Members of the nonprofit Repair Cafe have been on hand on the fourth Saturday of the month in June and July to make repairs and give advice on what parts you can buy at a local hardware store to complete a job on-site or at home.
The next Repair Cafes in the Austin Branch library will be held Sat. July 27, from 10 a.m. to 1 p.m. e
Austin resident Veronica Sorrell said that the repairs cut costs and keep people’s possessions from cluttering landfills and contributing to climate change. Sorrell added that the repairs also bring people together and helps them become more self-sufficient.
Sorrell worked with Roy Kinsey, Austin’s teen library, to set up the repair sessions with Oak Park Repair Cafe organizer McLouis Robinet, who along with Kinsey is an active member of the Austin Town Hall Park advisory council.
Sorrell, who makes faith banners and signs, has physical disabilities that keep her from heavy or regular work. She helps people with sewing repairs like hems, buttons and seam adjustments.
“I’m thankful to help others because so many here have helped me,” she said. “We’d like to find local fixers and get our own group started here in Austin like they have in Oak Park.”
“This is the first Repair Cafe, of several thousand worldwide, to locate in a predominantly Black community,” Kinsey said. “A lot of us grew up with someone around who fixes things.
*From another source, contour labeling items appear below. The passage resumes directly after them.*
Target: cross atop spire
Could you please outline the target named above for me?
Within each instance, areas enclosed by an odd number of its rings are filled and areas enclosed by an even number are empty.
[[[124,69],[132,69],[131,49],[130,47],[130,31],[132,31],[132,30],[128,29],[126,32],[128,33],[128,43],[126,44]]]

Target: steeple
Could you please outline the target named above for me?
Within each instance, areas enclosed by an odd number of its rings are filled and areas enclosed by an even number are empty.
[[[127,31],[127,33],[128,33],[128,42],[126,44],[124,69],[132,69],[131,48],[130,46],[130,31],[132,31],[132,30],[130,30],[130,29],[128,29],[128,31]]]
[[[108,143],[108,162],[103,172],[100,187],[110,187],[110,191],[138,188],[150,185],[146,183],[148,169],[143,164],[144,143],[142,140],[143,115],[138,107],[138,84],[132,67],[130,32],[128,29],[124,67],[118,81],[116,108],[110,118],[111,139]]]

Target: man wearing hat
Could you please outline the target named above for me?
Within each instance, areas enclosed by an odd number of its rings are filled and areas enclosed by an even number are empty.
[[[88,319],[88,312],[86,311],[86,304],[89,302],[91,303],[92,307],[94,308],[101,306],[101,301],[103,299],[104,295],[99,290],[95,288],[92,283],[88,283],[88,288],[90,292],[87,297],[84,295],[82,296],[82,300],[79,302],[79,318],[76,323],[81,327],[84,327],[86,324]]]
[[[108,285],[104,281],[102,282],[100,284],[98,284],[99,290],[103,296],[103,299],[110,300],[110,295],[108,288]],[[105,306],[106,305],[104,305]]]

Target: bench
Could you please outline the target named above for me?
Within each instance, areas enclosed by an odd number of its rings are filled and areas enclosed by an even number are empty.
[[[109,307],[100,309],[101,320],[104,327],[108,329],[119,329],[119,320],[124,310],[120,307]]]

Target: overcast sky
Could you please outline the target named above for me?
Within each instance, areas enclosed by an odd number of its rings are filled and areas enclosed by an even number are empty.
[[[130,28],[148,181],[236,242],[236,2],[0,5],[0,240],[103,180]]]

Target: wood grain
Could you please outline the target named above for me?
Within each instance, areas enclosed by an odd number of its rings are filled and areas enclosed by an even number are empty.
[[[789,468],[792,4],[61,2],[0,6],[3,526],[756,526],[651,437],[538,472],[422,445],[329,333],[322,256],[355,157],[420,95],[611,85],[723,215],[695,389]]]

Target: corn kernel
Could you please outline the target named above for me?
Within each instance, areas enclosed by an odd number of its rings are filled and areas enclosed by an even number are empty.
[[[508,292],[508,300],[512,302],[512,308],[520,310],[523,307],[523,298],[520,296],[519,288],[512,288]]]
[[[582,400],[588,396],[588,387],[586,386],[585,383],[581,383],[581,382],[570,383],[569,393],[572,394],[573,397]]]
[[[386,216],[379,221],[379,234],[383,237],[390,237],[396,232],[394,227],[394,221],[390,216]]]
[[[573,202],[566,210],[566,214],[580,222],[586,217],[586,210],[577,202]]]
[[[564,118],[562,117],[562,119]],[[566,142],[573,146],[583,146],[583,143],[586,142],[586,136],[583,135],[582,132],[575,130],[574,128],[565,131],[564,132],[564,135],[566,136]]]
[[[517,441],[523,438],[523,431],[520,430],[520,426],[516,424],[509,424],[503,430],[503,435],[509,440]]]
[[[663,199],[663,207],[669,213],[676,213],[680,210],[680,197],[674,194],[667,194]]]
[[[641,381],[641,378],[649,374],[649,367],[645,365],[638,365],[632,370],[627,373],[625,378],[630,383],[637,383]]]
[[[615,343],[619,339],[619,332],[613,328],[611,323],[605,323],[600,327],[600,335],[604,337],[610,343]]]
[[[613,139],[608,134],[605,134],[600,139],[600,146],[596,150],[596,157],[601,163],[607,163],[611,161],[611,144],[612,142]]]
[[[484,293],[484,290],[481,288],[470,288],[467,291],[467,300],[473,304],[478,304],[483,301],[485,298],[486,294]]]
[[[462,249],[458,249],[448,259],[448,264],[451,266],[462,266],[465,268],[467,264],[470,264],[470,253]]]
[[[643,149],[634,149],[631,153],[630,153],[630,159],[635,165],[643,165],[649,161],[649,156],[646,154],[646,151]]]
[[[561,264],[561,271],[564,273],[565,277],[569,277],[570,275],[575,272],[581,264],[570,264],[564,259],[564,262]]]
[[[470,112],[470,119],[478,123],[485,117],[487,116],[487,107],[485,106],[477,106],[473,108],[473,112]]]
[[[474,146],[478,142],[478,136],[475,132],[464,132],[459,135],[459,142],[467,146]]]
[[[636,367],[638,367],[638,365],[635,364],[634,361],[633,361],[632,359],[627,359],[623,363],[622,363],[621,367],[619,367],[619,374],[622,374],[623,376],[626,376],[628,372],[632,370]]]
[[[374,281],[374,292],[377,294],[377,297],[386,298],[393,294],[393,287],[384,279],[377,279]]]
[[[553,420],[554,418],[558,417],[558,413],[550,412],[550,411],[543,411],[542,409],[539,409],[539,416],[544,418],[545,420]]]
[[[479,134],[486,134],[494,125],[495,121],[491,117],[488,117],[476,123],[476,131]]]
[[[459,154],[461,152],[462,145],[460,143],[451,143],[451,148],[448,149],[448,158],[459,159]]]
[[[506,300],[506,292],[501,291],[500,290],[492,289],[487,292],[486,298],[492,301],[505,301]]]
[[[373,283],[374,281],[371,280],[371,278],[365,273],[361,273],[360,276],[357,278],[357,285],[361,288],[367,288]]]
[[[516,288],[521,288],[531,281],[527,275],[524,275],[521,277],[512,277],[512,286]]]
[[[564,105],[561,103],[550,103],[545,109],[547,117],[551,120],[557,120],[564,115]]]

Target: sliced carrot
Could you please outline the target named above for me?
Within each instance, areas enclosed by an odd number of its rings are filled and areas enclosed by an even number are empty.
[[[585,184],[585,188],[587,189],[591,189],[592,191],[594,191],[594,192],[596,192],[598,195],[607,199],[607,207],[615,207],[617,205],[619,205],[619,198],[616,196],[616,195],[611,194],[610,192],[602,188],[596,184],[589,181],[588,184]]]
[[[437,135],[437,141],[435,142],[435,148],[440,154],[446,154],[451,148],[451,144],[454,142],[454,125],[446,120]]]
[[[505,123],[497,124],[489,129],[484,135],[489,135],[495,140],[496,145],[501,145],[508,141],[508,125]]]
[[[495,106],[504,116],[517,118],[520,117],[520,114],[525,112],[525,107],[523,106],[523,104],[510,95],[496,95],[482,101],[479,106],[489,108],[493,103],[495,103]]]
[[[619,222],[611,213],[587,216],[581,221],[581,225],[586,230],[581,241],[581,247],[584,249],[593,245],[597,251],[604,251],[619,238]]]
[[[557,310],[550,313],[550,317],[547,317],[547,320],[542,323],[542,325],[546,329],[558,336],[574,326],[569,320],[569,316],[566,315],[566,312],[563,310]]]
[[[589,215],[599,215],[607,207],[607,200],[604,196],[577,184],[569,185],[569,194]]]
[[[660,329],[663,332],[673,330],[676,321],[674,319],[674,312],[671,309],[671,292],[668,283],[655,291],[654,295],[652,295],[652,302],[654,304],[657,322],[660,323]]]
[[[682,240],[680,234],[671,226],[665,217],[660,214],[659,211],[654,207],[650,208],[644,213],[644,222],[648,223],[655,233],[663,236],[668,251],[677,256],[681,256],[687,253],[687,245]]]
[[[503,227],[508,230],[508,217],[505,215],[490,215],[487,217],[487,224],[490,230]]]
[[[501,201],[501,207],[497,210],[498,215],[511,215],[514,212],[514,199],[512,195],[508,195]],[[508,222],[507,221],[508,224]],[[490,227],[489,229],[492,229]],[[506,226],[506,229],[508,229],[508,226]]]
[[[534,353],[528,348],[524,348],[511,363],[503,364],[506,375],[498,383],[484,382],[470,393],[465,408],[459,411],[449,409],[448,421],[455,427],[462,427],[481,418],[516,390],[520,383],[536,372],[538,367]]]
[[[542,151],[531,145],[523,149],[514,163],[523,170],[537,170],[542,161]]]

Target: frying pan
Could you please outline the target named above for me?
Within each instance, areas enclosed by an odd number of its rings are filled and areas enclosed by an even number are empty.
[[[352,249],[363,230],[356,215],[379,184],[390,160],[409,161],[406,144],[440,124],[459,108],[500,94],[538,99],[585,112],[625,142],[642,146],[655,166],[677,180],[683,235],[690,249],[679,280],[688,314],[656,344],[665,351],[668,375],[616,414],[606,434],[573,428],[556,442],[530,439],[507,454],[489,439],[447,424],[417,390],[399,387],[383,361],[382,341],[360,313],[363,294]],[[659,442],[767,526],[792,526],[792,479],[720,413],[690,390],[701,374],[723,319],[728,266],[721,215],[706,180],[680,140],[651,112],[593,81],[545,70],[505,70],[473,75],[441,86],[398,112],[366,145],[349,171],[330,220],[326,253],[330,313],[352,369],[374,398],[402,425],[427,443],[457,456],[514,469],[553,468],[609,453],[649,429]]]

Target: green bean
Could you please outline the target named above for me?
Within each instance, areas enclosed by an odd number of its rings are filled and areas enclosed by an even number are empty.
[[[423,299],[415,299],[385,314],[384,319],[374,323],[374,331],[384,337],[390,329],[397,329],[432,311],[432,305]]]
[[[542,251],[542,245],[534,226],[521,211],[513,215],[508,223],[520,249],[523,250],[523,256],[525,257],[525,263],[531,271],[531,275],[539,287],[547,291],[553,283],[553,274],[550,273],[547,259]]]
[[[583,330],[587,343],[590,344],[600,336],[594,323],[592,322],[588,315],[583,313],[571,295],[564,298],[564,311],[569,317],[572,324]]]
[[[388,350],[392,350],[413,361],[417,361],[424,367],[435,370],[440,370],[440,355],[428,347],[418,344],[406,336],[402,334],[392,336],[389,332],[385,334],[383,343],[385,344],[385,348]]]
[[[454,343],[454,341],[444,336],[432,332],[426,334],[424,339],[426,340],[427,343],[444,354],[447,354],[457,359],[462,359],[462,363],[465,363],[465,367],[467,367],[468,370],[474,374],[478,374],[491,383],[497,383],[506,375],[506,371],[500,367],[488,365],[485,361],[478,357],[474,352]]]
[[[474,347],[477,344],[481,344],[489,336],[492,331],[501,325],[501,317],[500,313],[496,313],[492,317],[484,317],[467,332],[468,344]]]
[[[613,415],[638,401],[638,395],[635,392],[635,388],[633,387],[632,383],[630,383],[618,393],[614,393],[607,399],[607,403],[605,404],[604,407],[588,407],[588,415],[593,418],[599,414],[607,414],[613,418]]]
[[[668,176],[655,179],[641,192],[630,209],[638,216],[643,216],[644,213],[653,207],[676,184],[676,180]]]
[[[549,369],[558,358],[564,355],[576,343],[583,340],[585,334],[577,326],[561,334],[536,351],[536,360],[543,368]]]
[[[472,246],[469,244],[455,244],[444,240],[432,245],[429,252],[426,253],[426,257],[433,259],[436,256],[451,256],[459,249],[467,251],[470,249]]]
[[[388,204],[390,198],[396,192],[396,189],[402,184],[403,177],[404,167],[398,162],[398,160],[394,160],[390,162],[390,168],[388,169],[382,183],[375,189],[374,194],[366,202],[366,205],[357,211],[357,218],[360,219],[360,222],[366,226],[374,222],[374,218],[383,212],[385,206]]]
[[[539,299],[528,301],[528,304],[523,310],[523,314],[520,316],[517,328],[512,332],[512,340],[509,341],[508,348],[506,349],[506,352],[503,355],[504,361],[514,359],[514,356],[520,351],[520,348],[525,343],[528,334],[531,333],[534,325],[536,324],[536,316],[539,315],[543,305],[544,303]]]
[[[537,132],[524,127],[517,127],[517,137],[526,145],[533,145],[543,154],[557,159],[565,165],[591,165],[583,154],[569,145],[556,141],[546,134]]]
Helping them is a bonding experience. Today you can develop a skill and patience instead of just following society’s tendency of instant gratification. You can fix something instead of throwing it away to a landfill.”
Kinsey said that teens can volunteer at the library for community service credits for school. A Repair Cafe clock tear-apart session at the library last year attracted 10 young people. Robinet said the girls had as much fun as the boys.
Robinet said many Repair Cafe volunteers are seniors like himself with broad mechanical skills— the kind of people who, as children, loved to take things apart.
Alan Fox, wearing a T-shirt saying “I Void Warranties” has been fixing things since he took apart a watch at eight years old. He managed to get all the the watch parts back in the case only to find it didn’t work, but he kept going. He is a cabinet-maker skilled at fixing furniture and appliances. David Stocklosa also confessed to being one of those tinkering kids.
Gary Lundin of LaGrange, a retired sales engineer dealing with electric motors joined the group after seeing a news story five years ago.
“I enjoy working with people and fixing stuff,” he said.
The Oak Park Repair Cafe started seven years ago and is hosted by the Lifelong Learning Center headquartered at Oak Park Arms, a retirement center. The Oak Park Repair Cafe is a chapter of the international Repair Cafe, which was organized in Amsterdam, Holland.
The international group encourages people to patronize local repair shops to achieve the overall goal of conserving resources and increasing community fixit skills. Fixers take no money for the work, but welcome donations for the coffee and donuts served at the Repair Cafe.